Define, with $x$ real valued:
$$
F_N(x) = \prod_{k=0}^N\left|x-\frac{k}{N}\right|^{1/N}
$$
We can calculate the limit for $N\to\infty$ as a Riemann sum converging to an integral:
$$
F_\infty(x) = \lim_{N\to\infty} \prod_{k=0}^N\left|x-\frac{k}{N}\right|^{1/N} = \\
\lim_{N\to\infty} \exp\left[\frac{1}{N}\sum_{k=0}^N\ln\left|x-\frac{k}{N}\right|\right] = \\
\exp\left[\int_0^1\ln|x-t|dt\right] \quad \Longrightarrow \\
F_\infty(x) = \exp\left[(x-1)\ln|x-1| + x\ln|x|-1\right]
$$
It can easily be shown that $\,F_\infty(0)=F_\infty(1)=1/e\,$ and there is a minimum for $\,F_\infty(1/2)=1/e/2\,$.

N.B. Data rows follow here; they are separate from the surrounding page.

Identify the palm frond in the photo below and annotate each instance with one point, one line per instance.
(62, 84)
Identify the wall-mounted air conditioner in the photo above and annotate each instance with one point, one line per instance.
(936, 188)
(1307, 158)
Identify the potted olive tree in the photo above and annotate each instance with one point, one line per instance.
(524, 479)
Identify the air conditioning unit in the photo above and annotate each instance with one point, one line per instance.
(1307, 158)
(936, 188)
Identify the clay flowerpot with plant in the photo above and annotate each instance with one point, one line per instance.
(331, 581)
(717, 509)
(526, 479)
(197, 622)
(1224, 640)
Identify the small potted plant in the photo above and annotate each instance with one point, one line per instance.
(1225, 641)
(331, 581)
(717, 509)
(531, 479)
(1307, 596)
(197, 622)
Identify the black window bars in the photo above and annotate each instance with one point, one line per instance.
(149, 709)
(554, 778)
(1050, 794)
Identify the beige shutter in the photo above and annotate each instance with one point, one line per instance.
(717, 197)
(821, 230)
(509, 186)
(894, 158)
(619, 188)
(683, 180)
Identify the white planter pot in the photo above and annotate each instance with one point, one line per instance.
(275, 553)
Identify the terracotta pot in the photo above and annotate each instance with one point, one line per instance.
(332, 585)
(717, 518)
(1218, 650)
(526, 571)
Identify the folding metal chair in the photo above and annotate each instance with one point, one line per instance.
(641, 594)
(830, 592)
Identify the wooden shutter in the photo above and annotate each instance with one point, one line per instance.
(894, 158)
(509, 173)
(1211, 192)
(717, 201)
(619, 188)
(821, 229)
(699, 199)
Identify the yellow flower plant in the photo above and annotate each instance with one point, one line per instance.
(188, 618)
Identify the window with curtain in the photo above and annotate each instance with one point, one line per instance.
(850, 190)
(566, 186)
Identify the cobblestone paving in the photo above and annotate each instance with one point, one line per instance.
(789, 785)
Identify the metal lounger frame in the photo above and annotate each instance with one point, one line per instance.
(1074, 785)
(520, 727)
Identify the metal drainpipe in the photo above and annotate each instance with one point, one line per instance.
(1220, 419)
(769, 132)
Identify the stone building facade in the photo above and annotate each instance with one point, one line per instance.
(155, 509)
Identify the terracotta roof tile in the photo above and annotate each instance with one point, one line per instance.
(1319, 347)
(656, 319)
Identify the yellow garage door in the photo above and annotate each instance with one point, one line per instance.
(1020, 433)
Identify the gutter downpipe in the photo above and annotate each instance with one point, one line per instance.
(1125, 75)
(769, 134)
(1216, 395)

A graph says more than a thousand words:
The interval $\,[0,1]\,$ and the minimum of $\,F_\infty\,$ are delimited with red lines.
A sample function $\,F_N(x)\,$ for $\,N=9\,$ is displayed in black. The limit function $\,F_\infty(x)\,$ is displayed in green.
Numerically it is suggested that the black curves $\,F_N\,$ converge to the green curve $\,F_\infty\,$.
With exception, though, of the function values $\,f_N(k/N)\,$; all of these must be zero from the start.
But in the limit this would mean that $\,F_\infty(x)\,$ is zero as well as non-zero at the whole $\,[0,1]\,$ interval.
Which is of course impossible.
What is a sensible way out of this dilemma?